After the US embassy in Havana was closed in 1961, relations between the two countries broke off. A thaw came in 1977, with the opening of a de facto embassy in Havana, the US Interests Section, where Huddleston would later serve. In her compelling memoir of a diplomat at work, she tells gripping stories of face-to-face encounters with Fidel Castro and the initiatives she undertook, like the transistor radios she furnished to ordinary Cubans. With inside accounts of many dramatic episodes, like the tumultuous Elián González custody battle, Huddleston also evokes the charm of the island country, and her warm affection for the Cuban people.

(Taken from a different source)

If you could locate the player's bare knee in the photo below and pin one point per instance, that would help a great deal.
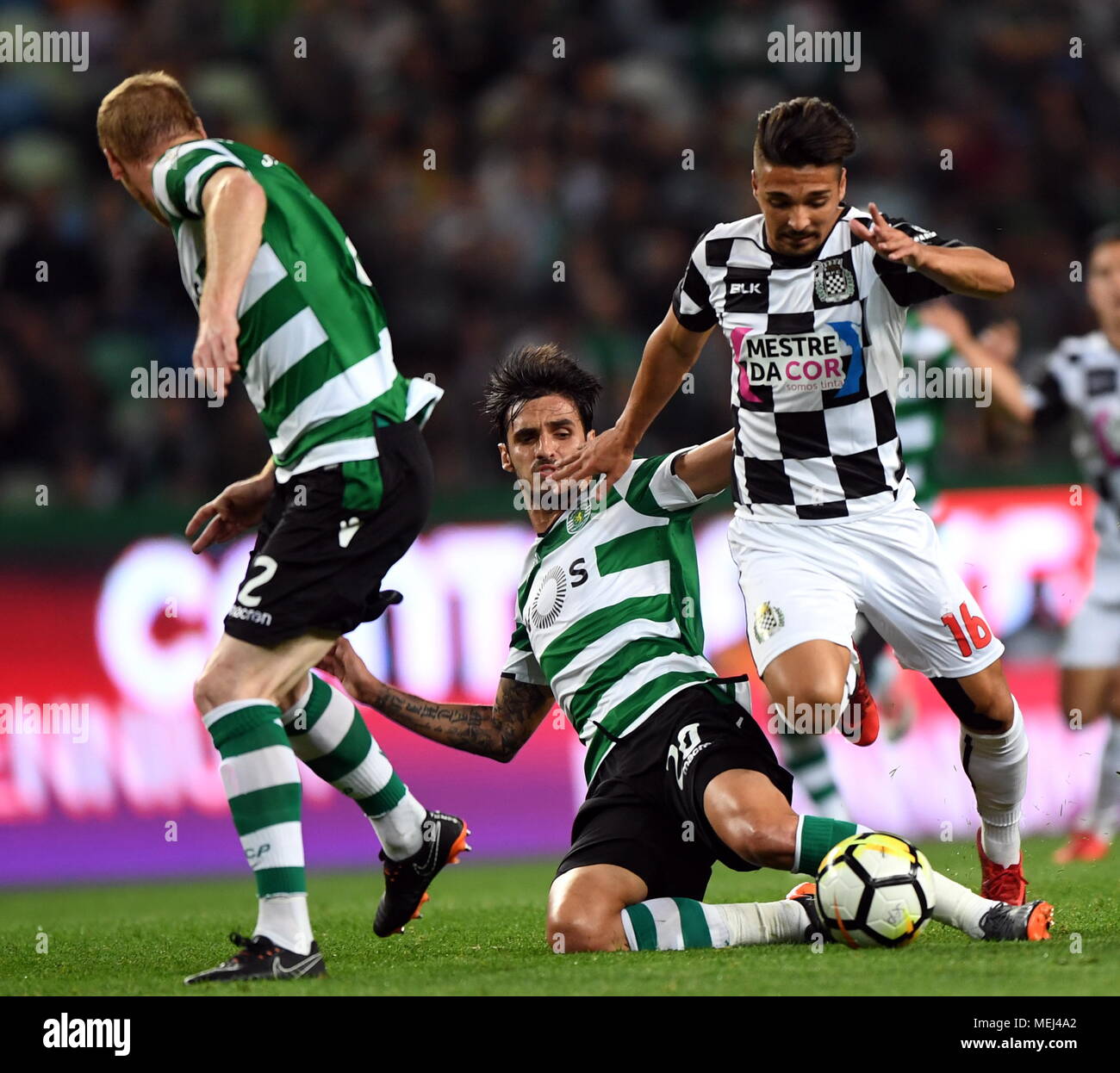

Vicki Huddleston grew up in Hungry Horse, Montana. She was a Peace Corps volunteer in Peru; graduated from the University of Colorado and Johns Hopkins School for Advanced International Studies and was a fellow at Harvard's Institute of Politics. Vicki was the US ambassador to Madagascar and to Mali and acting ambassador to Ethiopia. She was Deputy Assistant Secretary of Defense for Africa and a USAID contractor in Haiti. She was the first woman to head our diplomatic mission in Havana, Cuba. Her book "Our Woman in Havana: A Diplomat's Chronicle of America's Long Struggle with Castro's Cuba," illustrates with revealing stories her competition with Fidel Castro and why Cuba -- only ninety miles off our shores -- should be a friend, not an enemy.